In many ways, this type of procedure generation is nothing new. It goes back to the 1980s and earlier, says Riedl, where similar techniques were used to generate maps for video games. "Initially it was because the computers of the time did not have much storage space, so that gigantic games could not be sent," he explains. "That meant that it was incumbent upon the first titles, such as Rogue, NetHack, etc., to generate labyrinths in the CPUs using very fast and cheap algorithms."
The utility of these algorithms receded as storage became cheaper, but the procedural approach to generating content has once again become a mainstream as emotion over artificial intelligence has grown.
What is interesting, however, is that modern AI techniques, such as deep neural networks, are not really as suitable for projects as Sheldon County. Ryan says he mainly uses what is sometimes called symbolic AI or, pejoratively, "good old-fashioned intelligence." This approach is less about mining data to look for patterns, such as with deep learning, and more about creating sets of rules and logical instructions that guide a process.
There are some simple reasons why modern AI does not work for tasks like this, says Riedl. In part, techniques such as deep learning are still not good at generating coherent text (even the most advanced chatbots today are based on preprogrammed phrases). And also because older techniques give programmers more control over the output.
Even with these limitations, there are still many things you can do, of course. "One of the most interesting recent examples was the MIT horror story generator, which was interactive," says Riedl. "Then you would write a line, then write a line, you write a line, write a line, it actually becomes this kind of creative writing exercise that allows you to interpret what the program produces."

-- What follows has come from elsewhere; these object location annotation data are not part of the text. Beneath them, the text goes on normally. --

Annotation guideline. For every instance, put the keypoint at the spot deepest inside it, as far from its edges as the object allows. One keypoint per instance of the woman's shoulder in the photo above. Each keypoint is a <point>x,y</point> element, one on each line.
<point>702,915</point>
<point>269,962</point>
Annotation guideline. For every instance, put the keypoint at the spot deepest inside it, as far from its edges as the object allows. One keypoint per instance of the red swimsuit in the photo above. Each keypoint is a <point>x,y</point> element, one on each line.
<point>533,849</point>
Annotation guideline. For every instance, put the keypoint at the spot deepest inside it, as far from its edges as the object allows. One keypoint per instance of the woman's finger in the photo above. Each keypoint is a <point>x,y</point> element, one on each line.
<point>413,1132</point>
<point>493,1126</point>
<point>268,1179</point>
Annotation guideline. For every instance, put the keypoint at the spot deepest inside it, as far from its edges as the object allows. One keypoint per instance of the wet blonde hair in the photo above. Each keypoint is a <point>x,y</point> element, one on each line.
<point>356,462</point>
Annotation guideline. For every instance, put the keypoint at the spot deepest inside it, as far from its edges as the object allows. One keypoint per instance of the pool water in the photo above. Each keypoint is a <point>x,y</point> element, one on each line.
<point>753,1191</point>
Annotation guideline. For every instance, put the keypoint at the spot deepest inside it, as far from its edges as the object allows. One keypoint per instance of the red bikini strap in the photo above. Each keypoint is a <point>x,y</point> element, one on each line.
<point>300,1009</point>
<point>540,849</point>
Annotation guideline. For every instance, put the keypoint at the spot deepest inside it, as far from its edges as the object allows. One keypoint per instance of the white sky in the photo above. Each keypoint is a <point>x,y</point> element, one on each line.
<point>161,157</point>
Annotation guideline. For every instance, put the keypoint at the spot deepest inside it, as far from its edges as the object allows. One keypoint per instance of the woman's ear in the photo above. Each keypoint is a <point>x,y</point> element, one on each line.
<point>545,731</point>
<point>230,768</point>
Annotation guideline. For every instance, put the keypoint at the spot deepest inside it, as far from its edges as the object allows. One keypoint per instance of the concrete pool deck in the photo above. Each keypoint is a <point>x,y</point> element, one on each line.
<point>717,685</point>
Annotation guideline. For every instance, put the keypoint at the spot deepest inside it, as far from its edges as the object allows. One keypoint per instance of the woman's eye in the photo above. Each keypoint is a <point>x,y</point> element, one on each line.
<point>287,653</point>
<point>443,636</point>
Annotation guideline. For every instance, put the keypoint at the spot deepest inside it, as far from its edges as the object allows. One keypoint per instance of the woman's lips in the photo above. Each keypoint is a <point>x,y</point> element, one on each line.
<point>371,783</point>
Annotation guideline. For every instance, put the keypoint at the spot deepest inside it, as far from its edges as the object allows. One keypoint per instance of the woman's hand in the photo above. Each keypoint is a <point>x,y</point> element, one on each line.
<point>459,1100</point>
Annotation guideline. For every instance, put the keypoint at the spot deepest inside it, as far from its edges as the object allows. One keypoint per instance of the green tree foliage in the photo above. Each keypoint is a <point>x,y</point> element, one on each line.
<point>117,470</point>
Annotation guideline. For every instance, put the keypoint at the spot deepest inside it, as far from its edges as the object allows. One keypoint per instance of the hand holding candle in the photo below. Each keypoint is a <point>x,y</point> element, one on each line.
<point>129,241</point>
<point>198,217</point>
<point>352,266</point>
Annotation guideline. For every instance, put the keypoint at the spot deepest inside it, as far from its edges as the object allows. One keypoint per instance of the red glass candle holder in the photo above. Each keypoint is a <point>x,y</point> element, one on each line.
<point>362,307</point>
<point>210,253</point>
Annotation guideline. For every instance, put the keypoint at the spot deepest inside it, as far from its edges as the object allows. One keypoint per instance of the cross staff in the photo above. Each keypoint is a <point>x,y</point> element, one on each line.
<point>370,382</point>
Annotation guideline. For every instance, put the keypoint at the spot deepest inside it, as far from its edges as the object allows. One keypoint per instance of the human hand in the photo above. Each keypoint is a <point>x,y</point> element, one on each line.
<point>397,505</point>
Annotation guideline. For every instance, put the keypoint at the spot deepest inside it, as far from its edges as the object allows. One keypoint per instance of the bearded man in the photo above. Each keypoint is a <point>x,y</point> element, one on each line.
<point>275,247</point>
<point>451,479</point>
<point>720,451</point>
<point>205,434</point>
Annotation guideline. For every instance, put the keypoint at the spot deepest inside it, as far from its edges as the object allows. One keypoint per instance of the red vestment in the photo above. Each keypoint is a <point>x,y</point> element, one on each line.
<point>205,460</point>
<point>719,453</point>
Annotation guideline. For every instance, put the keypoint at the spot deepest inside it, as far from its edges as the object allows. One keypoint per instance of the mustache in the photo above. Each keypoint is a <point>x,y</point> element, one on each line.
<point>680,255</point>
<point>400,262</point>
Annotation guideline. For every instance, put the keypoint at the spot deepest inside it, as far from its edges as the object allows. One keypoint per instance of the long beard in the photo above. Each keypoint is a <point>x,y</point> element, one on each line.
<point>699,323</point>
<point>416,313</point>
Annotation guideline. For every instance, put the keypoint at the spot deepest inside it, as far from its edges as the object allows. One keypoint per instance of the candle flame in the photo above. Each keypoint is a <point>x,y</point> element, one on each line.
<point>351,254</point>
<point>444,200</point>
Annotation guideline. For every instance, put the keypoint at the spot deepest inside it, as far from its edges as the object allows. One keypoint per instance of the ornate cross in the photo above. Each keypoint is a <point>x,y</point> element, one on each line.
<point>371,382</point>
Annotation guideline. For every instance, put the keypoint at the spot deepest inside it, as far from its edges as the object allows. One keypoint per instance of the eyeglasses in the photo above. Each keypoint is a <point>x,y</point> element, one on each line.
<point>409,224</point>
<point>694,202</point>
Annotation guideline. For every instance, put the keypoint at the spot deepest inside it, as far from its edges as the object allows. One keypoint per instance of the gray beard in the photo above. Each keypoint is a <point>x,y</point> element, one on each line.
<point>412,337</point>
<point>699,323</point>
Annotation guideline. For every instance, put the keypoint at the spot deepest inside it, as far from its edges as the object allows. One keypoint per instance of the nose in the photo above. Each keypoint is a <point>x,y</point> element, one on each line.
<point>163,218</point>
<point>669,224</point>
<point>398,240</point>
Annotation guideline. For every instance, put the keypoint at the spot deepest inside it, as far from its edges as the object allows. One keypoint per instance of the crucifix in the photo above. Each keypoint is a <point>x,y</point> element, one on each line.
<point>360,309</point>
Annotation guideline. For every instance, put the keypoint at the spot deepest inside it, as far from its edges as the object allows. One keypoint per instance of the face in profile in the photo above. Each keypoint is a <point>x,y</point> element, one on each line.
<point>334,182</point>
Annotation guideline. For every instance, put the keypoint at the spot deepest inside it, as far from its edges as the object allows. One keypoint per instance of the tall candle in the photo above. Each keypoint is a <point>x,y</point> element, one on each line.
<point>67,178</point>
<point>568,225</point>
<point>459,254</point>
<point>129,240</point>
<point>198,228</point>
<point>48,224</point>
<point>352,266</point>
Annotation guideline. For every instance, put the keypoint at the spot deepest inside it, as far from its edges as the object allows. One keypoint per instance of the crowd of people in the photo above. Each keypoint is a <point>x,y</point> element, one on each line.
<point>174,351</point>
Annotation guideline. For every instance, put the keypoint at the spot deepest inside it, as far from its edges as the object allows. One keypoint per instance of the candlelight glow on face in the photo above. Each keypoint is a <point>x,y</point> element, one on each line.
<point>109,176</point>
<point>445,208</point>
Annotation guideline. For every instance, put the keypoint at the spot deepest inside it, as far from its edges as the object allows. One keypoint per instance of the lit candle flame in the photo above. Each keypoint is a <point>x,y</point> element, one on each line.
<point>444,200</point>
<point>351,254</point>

Using AI creatively means creating new types of entertainment
Riedl's own work explores how modern AI techniques can take on the challenges of storytelling. "I would like to be the person who solves some of these issues to make story generation work better for longer stories," he says. However, it suggests that in the near future, AI will not be able to generate new content for us, be it television programs or podcasts. Instead, it will be the task of a creator to create new types of entertainment.
Alex Champandard, an AI programmer and co-founder of startup Creative.AI, has a similar vision. He says that fully automated entertainment is not the way to go and points out that many creative projects that people claim are a product of AI are based on substantial human vision and supervision. "There is not a machine that has been creative by itself, ultimately it is due to human participation," Champandard tells The Verge.
He suggests that Ryan's project is interesting not necessarily because of the narratives he creates, but because he questions our idea of what a podcast is and what makes one good in the first place. "In the future, I am sure we will have podcasts generated by machines that nobody will listen to, and they will disappear because it will not be worth the electricity," says Champandard. "But these experiments are part of what makes this space fun."
For Ryan, it certainly seems that the sense of experimentation and creation is central to his project. "As far as the future is concerned, I certainly hope generative means will become more conventional," he says, but notes that his own sense of enjoyment comes not from consuming generative means, but from creating them. "The most rewarding thing about working with these simulations is to see these wild emergencies," he says, which is similar to Riedl's argument about MIT's horror story generator. It's just fun because the audience participates.
Maybe that's where the future of generative media resides. Not in the creation of infinite podcasts adapted to each individual, but in turning us all into narrators who create and enjoy our own narratives.